1【経営方針、経営環境及び対処すべき課題等】

文中の将来に関する事項は、当連結会計年度末現在において当社グループが判断したものであります。

 

(1)経営理念

 私たち新日本理化グループは、もの創りを通して広く社会の発展に貢献します。

・もの創りにこだわり、安定した品質の製品を安定して供給することにより、顧客の信頼に応えます。

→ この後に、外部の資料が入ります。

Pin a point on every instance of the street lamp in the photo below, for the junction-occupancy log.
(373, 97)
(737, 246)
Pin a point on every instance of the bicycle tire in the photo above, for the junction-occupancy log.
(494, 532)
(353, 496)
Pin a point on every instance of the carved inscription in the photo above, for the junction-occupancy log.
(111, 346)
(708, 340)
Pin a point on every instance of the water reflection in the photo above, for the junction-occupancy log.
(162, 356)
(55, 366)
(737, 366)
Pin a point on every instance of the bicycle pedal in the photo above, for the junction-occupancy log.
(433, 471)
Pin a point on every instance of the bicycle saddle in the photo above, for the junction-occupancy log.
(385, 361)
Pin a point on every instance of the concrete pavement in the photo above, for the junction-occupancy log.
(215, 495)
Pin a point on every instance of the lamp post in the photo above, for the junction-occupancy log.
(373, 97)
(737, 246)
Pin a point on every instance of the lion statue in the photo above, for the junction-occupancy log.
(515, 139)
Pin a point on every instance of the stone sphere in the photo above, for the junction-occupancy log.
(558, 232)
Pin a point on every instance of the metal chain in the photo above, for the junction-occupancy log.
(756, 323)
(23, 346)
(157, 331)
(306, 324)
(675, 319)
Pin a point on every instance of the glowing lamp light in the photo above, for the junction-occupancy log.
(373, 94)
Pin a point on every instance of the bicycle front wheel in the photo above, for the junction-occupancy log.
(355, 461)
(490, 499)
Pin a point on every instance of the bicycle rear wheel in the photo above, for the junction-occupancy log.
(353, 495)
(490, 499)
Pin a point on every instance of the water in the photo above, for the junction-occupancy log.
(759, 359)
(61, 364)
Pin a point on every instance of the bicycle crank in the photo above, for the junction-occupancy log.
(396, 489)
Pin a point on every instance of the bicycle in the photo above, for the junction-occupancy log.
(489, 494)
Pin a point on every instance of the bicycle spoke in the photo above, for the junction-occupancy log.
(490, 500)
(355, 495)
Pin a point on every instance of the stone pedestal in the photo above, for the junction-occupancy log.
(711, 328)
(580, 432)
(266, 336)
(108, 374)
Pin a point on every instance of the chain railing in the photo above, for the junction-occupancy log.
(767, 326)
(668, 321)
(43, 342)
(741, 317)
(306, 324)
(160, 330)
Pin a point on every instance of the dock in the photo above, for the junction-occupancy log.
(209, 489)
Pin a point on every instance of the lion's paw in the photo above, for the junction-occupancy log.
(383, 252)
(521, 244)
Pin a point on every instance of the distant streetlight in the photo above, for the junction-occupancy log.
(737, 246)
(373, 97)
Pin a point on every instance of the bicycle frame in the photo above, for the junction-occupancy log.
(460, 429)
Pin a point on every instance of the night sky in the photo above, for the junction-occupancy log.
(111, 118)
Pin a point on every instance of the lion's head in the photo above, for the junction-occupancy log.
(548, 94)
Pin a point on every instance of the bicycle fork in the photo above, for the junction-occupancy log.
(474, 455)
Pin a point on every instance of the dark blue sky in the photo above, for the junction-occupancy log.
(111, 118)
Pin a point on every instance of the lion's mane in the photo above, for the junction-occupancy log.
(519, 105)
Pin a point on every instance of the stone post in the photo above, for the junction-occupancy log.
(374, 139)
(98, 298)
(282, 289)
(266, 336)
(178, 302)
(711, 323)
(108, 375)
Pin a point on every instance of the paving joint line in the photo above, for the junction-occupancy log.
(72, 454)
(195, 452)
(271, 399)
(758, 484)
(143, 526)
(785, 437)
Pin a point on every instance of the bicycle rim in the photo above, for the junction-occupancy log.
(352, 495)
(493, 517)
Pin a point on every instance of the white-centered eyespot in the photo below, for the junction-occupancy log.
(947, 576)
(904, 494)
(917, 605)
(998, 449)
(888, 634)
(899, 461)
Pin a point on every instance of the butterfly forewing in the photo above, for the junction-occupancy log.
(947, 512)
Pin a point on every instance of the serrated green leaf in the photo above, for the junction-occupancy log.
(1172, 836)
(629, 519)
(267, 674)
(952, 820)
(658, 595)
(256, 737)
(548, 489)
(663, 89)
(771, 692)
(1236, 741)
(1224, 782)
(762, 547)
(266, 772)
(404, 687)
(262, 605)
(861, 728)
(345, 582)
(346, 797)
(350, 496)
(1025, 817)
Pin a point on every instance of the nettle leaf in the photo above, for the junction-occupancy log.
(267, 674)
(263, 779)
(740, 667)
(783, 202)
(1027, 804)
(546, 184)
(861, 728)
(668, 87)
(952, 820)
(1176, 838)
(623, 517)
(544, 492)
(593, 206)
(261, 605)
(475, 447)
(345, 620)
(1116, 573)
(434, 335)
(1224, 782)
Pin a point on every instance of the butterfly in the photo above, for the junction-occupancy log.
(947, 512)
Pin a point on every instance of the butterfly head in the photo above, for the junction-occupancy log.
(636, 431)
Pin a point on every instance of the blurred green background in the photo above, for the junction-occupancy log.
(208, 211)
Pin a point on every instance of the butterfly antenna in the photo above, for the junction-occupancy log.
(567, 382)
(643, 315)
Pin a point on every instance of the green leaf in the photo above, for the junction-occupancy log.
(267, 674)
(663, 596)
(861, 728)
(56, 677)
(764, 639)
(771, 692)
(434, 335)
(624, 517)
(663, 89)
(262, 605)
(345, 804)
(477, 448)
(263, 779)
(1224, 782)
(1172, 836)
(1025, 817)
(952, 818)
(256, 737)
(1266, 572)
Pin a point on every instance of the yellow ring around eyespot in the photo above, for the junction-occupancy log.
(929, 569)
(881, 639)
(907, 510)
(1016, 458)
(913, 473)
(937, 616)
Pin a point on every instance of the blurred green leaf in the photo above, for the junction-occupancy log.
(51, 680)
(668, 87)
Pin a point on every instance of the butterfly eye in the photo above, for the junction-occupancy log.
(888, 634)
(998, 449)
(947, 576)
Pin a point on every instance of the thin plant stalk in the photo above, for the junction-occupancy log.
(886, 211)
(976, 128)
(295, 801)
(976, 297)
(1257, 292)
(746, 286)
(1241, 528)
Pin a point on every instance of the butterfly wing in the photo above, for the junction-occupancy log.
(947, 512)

・最先端の化学技術に挑戦し、地球環境に調和した製品を開発します。

・安全な職場環境を確保し、活力ある働きがいのある職場を創ります。

・健全かつ透明度の高い経営に努め、ステイクホルダーズの理解と信頼を深めます

 

(2)経営戦略等

 コア技術の進化で次の100年に向けた新規事業を創出し、高収益体質を目指します。

・既存事業および受託業務の拡大により収益力を高めます。

・事業の選択と新製品上市に向けて大型設備投資を行います。

・開発スピードアップとコア技術の進化で新製品売上高目標を達成します。

・海外市場の開拓をさらに進めて海外売上比率を高めます。

・製造現場に革新をもたらす次世代の製造プロセスを開発します。

・全社的にAIやIoTを活用できる環境づくりで業務効率の大幅改善を目指します。

・人事異動・交流や教育体系の見直しによるグループ横断的な人材育成に取組みます。

 

(3)経営環境

 当社グループを取り巻く経営環境につきましては、米中貿易摩擦に加え、新型コロナウイルスの感染拡大などにより、国内・世界経済ともに先行き不透明な中、企業活動や個人消費の自粛・縮小が懸念されるなど厳しい環境が続くものと思われますが、当社グループとして更なる成長に向けた取り組みを進めて参ります。

 

(4)優先的に対処すべき事業上及び財務上の課題

 当社グループでは、技術革新のスピード化が進み、顧客ニーズの変化も早まる中、「収益力強化」と「スピード経営の強化」を目的として、2020年4月より事業部制から本部制へ組織変更を実施いたしました。2021年3月末の「京都R&Dセンター」竣工に向け、研究・営業の各部門が従来の事業部の枠を越えて連携し、全社的な技術開発力および事業推進力を強化してまいります。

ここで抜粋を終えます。